> Per-cpu read-write locks allow for the fast path read case to have
> low overhead by only setting/clearing a per-cpu variable for using
> the read lock. The per-cpu read fast path also avoids locked
> compare swap operations which can be particularly slow on coherent
> multi-socket systems, particularly if there is heavy usage of the
> read lock itself.
> The per-cpu reader-writer lock uses a local variable to control
> the read lock fast path. This allows a writer to disable the fast
> path and ensures the readers switch to using the underlying
> read-write lock implementation instead of the per-cpu variable.
> Once the writer has taken the write lock and disabled the fast path,
> it must poll the per-cpu variable for all CPU's which have entered
> the critical section for the specific read-write lock the writer is
> attempting to take. This design allows for a single per-cpu variable
> to be used for read/write locks belonging to seperate data structures.
> If a two or more different per-cpu read lock(s) are taken
> simultaneously then the per-cpu data structure is not used and the
> implementation takes the read lock of the underlying read-write lock,
> this behaviour is equivalent to the slow path in terms of performance.
> The per-cpu rwlock is not recursion safe for taking the per-cpu
> read lock because there is no recursion count variable, this is
> functionally equivalent to standard spin locks.

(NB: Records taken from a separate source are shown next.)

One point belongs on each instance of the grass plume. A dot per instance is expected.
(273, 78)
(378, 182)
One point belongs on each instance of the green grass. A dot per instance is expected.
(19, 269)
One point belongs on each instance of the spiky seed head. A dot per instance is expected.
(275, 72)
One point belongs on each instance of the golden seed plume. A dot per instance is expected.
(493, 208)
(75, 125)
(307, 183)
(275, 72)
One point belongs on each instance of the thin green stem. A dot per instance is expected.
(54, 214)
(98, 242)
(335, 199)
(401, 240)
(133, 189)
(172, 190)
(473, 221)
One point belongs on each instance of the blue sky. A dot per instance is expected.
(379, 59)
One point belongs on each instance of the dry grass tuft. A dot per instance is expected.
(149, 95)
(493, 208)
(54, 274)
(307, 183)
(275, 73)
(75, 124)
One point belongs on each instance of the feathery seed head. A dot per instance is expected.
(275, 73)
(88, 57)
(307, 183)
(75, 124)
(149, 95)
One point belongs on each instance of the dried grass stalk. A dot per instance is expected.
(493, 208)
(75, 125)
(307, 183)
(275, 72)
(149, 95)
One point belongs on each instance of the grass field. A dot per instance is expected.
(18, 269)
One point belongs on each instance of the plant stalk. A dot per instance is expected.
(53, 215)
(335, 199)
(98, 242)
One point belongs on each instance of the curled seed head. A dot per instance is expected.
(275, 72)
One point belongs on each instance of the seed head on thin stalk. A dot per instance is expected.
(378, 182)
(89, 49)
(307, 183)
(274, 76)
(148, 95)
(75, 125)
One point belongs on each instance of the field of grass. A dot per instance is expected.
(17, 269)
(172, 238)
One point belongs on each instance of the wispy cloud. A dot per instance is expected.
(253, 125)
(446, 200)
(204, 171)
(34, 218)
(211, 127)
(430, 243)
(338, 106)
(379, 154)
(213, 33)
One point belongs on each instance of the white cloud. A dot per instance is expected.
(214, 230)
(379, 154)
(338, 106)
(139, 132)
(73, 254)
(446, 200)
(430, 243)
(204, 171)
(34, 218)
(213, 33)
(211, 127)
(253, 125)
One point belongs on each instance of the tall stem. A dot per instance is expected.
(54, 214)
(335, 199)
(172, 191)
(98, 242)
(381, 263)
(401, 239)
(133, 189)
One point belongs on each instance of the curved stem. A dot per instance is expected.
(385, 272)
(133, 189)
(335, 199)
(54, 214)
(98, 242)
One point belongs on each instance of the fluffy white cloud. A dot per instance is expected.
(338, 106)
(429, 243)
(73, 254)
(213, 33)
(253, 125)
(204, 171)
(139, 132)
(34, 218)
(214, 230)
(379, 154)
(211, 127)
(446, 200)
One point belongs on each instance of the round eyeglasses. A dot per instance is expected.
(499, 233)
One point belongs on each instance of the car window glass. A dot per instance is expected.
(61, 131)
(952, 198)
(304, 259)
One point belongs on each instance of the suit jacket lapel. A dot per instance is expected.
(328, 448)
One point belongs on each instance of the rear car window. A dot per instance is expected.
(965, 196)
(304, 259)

> Slow path readers which are unblocked, set the per-cpu variable and
> drop the read lock. This simplifies the implementation and allows
> for fairness in the underlying read-write lock to be taken
> advantage of.
> There is more overhead on the per-cpu write lock path due to checking
> each CPUs fast path per-cpu variable but this overhead is likely be
> hidden by the required delay of waiting for readers to exit the
> critical section. The loop is optimised to only iterate over
> the per-cpu data of active readers of the rwlock. The cpumask_t for
> tracking the active readers is stored in a single per-cpu data
> location and thus the write lock is not pre-emption safe. Therefore
> the per-cpu write lock can only be used with interrupts disabled.